Sony blamed the deluge in Thailand for cutting 25 billion yen in expected earnings, and reduced its TV sales forecast by 9 percent to 20 million sets, the second cut this financial year.

The Thai floods are only the latest problem for Sony, which is struggling to come up with another hit product like the Walkman, said Fujio Ando, senior managing director at Chibagin Asset Management.

As far as its TV business, its situation is the same as Panasonic's -- making deep cuts to stay competitive with no guarantee the restructuring will work, he said.

Sony, which is heading for its eighth straight annual loss in its TV division, is revamping the unit, but a lack of details since the plan was announced three months ago and poor sales are keeping investors downbeat.

The company said it will aim to cut the TV unit's operating loss, expected to be 175 billion yen this financial year, by half in the next year and return it to profit in the year ending in March 2014.

The TV business is an essential part of Sony's growth strategy. We, as management, feel a great sense of crisis after seven straight years of losses, Sony Executive Deputy President Kazuo Hirai told a briefing.


Sony, which also cut its full-year operating-profit outlook by 90 percent to its lowest level in three years, said earlier this week that it would split its television business into three divisions of outsourcing, LCD TVs and next-generation TVs from November 1 to turn around the loss-making operation.

Sony is also considering dissolving its flat-screen venture with Samsung Electronics Co, which will enable it to cut panel supply costs and improve its TV business earnings, according to sources familiar with the matter. It has yet, however, to unveil any plan.

Sony's revised net forecast compares with market expectations of a 49.5 billion yen profit in a Thomson Reuters I/B/E/S poll of 18 analysts.

While Sony laid out external factors such as foreign exchange rates, macro-economics and the floods in Thailand as reasons (for its poor results), the firm has way too little resilience, said Shigeo Sugawara, senior investment manager at Sompo Japan Nipponkoa Asset Management.

I see that as the company's fundamental problem, he said.

Once a symbol of Japan's high-tech might, Sony is struggling to come up with hit devices and finds itself outmaneuvered in TVs by Samsung Electronics and in the booming smartphone market by Apple.

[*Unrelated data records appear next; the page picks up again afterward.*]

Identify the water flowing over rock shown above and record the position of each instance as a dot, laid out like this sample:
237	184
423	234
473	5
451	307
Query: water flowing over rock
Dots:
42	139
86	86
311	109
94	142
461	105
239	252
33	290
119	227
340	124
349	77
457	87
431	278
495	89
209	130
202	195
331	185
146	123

For Sony to come back it needs to focus more on its next generation image technology to convince people that it still has innovation in its DNA, said Yoshihisa Toyosaki, head of Japanese research firm and consultancy Architect Grand Design and a former Sony employee.

Sony posted an operating loss of 1.6 billion yen for July-September.

Shares of Sony tumbled 3.6 percent to 1,520 yen ahead of the results on Wednesday. They have fallen 46 percent between the beginning of the year and Tuesday's close, compared with a 14 pct fall in the broader market.